La politique est-elle à ce point devenue irrationnelle que son unique mission soit de garantir un lit en réanimation à chaque personne ayant dépassé l’âge moyen d’espérance de vie ?! La politique a-t-elle oubliée dans sa déraison qu’à partir d’un certain âge… on meurt ? Et que, face à cela on ne peut rien faire. Fort heureusement, passé un certain âge, il est l’heure de tirer sa révérence pour laisser aux jeunes la possibilité d’habiter le monde et d’en assumer la responsabilité. La place laissée par le départ de certains est la condition de l’existence d’autres. Ainsi va la vie. Permettre aux plus âgés d’avoir, quoi qu’il en coûte, une place en réanimation, quitte à éteindre l’espérance qui permet à demain d’advenir est pure folie. Rallumer chez les jeunes la flamme qui nous tend vers l’avant ne se fera pas en un claquement de doigts, d’autant plus que sa gardienne – la politique – s’est égarée. En ce sens la voix des éducateurs et enseignants dans la Cité est fondamentale. Ils ont beaucoup à apporter à la politique pour qu’elle retrouve sa seule raison d’être : la préparation de l’avenir.

Si souvent nous entendons que « nous n’avons pas le choix », que les décisions sont « difficiles mais s’imposent à nous » compte tenu du contexte sanitaire. Nous avons alors souvent affaire à une rhétorique de la preuve de la justesse politique des décisions autoritaires fondées sur le déploiement d’une même stratégie dans d’autres pays. Le fait que nos voisins réagissent de la même façon n’a rien de rassurant. Il n’y a là qu’un processus mimétique exacerbé en raison de l’incertitude du contexte. Fondamentalement nos dirigeants sont perdus et n’ont d’autre repère (en plus de ceux des épidémiologistes) que la façon dont ils communiqueront sur les décisions prises lors de la prochaine élection, raison pour laquelle ils mettent à ce point en scène une protection immédiate des populations. Où sont les hommes d’état qui pensent à la prochaine génération, aidée en cela par les philosophes et intellectuels tourmentés par la prochaine civilisation ? Où est cette créativité généreuse et décentrée de soi-même qui devrait être l’ADN de la politique ?

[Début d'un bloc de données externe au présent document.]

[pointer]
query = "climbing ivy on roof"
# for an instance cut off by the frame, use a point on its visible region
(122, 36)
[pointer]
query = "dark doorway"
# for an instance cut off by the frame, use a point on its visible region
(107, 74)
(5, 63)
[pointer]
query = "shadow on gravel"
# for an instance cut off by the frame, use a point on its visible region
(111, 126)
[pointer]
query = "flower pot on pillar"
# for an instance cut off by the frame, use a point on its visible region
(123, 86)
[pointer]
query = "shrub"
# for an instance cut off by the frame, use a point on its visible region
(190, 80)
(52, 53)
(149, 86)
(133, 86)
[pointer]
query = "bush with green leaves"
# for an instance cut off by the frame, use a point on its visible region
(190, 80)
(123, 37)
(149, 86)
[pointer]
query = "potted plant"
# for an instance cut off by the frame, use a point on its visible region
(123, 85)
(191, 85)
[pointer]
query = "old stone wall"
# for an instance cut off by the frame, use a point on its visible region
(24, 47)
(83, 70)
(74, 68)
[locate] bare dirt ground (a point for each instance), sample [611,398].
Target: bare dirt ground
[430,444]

N’avons-nous pas affaire avec le covid-19 à une catastrophe face à laquelle nous ne pouvons finalement pas faire grand-chose ? Est-il raisonnable de mobiliser toutes les forces d’une nation pour contenir un fleuve qui sort de son lit, au risque que nos enfants se noient dans la bataille ? Ne serait-il pas plus sage « d’accepter » ce que nous avons généré, une zoonose devenue pandémique, pour nous mettre dès à présent dans une dynamique permettant de transmettre un monde hospitalier et agréable à vivre à nos enfants ? Les défis ne manquent pas : réchauffement climatique et vagues de chaleur mortelles, effondrement des écosystèmes et mise en péril de la sécurité alimentaire mondiale, déplacement croissant des populations à travers le globe, etc. Il en va ici de la pérennité de la vie humaine en société. Il est important de stopper la rhétorique de pondération écologique en raison de la crise sanitaire – ce qui a été réalisé par le Président de la République devant l’Assemblée citoyenne pour le climat.

Il est grand temps de quitter les indicateurs mortifères de la saturation des services de réanimation qui égarent la politique de sa raison d’être et de travailler à rallumer les étoiles permettant d’ouvrir à nouveau l’avenir aux jeunes.

Nathanaël Wallenhorst

Docteur en Sciences de l’éducation, Sciences de l’environnement et Science politique, maître de conférences HDR à l’UCO.